Pillars of Eternity’s dialogue system is an enormous part of the game, and Sawyer explains to me in no uncertain terms that this is a game for people “who want to read a lot”. Dialogue, he says, is one of the biggest problems with modern RPG design.
“The biggest thing that modern RPGs do that I don’t like is to write dialogue for people who don’t like dialogue. Which I think is dumb and a load of shit,” he says, laughing. “My assumption is that if you want to have dialogue in and you want to make it a big part of the game, you assume that the player wants to read it and it’s your job to make it
good.”
“If you’re running on and people are skipping it, maybe it’s because it’s… not really that great? So when we write our dialogue, we write sensible dialogue, expressive dialogue, very descriptive dialogue, and we write it for people assuming that they want to read it. If they don’t want to read it, don’t play this game.”

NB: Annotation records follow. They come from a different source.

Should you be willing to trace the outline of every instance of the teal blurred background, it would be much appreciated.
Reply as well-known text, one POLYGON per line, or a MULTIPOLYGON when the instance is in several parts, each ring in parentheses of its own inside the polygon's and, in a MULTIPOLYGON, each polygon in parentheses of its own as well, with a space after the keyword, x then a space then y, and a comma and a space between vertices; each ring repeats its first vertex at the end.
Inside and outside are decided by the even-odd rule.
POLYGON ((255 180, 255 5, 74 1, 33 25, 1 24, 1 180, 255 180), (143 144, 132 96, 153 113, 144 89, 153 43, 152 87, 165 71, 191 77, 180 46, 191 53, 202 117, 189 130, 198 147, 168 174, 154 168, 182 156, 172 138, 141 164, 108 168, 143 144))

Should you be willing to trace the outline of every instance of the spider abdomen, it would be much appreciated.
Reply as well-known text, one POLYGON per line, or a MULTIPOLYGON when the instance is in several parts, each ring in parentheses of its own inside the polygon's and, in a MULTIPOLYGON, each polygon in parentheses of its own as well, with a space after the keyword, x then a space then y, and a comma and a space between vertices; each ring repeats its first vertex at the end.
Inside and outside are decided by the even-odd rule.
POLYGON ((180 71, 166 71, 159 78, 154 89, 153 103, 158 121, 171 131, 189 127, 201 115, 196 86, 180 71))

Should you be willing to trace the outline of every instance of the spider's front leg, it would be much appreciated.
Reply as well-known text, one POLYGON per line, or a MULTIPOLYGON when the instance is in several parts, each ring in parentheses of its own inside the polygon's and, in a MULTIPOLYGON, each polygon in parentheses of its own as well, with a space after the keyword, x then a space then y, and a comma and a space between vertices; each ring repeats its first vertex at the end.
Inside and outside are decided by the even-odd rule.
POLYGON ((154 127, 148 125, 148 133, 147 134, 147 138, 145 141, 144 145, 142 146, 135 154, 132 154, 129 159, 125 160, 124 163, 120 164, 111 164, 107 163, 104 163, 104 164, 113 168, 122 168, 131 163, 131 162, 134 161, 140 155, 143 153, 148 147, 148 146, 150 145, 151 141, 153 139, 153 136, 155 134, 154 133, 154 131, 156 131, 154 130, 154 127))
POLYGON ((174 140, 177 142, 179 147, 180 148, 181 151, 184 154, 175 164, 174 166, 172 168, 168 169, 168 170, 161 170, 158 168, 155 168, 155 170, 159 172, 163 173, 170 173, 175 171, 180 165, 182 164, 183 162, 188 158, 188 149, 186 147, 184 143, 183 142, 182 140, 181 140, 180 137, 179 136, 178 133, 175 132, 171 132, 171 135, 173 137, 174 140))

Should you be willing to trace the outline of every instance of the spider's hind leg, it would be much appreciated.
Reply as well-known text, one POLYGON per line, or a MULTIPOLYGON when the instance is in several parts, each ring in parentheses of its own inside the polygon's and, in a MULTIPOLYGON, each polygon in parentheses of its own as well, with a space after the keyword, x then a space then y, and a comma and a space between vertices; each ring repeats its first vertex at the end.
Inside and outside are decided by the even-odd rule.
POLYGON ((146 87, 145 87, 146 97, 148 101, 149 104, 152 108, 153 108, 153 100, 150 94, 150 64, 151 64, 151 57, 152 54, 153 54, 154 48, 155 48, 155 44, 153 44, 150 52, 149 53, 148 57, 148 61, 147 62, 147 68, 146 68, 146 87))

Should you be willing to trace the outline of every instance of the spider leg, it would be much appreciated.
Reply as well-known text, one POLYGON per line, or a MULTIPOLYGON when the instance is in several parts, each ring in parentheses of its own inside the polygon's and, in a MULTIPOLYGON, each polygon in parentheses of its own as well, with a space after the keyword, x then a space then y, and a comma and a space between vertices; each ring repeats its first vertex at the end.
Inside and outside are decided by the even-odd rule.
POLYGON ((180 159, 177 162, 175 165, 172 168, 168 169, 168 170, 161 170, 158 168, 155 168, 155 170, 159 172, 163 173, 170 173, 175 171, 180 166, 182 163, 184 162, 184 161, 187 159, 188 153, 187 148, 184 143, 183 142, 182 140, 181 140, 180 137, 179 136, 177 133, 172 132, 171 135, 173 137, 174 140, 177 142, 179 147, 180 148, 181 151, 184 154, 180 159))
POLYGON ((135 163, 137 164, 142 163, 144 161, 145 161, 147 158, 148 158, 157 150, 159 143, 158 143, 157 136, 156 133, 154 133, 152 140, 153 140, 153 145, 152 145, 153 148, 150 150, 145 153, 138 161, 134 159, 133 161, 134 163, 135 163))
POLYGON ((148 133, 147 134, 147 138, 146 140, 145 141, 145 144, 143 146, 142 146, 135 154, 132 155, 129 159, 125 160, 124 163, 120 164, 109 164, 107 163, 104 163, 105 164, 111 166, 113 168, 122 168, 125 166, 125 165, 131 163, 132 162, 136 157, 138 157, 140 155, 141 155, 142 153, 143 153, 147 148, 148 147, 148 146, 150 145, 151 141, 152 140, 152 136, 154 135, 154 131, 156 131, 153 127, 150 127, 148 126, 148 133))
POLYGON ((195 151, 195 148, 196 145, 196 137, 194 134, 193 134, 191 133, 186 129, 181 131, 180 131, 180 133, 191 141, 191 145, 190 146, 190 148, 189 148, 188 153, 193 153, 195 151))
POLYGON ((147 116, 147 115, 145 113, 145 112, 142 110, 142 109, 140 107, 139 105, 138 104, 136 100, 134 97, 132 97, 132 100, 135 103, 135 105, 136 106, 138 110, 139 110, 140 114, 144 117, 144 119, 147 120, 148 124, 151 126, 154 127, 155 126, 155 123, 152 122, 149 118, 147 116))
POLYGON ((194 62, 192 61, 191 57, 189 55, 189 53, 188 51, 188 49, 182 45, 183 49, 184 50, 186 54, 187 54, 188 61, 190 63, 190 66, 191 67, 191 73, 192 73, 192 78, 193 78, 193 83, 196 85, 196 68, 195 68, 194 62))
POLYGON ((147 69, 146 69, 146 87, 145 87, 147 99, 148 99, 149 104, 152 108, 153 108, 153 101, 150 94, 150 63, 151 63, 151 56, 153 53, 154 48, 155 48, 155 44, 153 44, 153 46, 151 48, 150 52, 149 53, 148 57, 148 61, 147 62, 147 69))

Even though Sawyer has legions of people ready to throw him money for recreating that old-school RPG feeling, he’s not ready to throw modern RPGs in the rubbish entirely. When questioned about what old-school RPGs could have done better in hindsight, Sawyer says that a lack of clarity and consistency has always been a problem.
Sawyer explains that the one thing he thinks modern games have done well is to “make their RPG system rulesets clear and consistent”. “The old D&D systems were not very consistent,” he says. “They were full of trap builds and ‘gotcha’ moments and stuff like that. I don’t think that’s good, I think it restricts player enjoyment a lot, for not a lot of gain.”
“Maybe the grognards like it, but for everyone else it’s kind of frustrating and so we try to get away from that as much as possible.”
“There are people that’ll say to me ‘oh man, it’s fun to do that’, but no. No, it’s not.”
Pillars of Eternity is out sometime around the end of the year.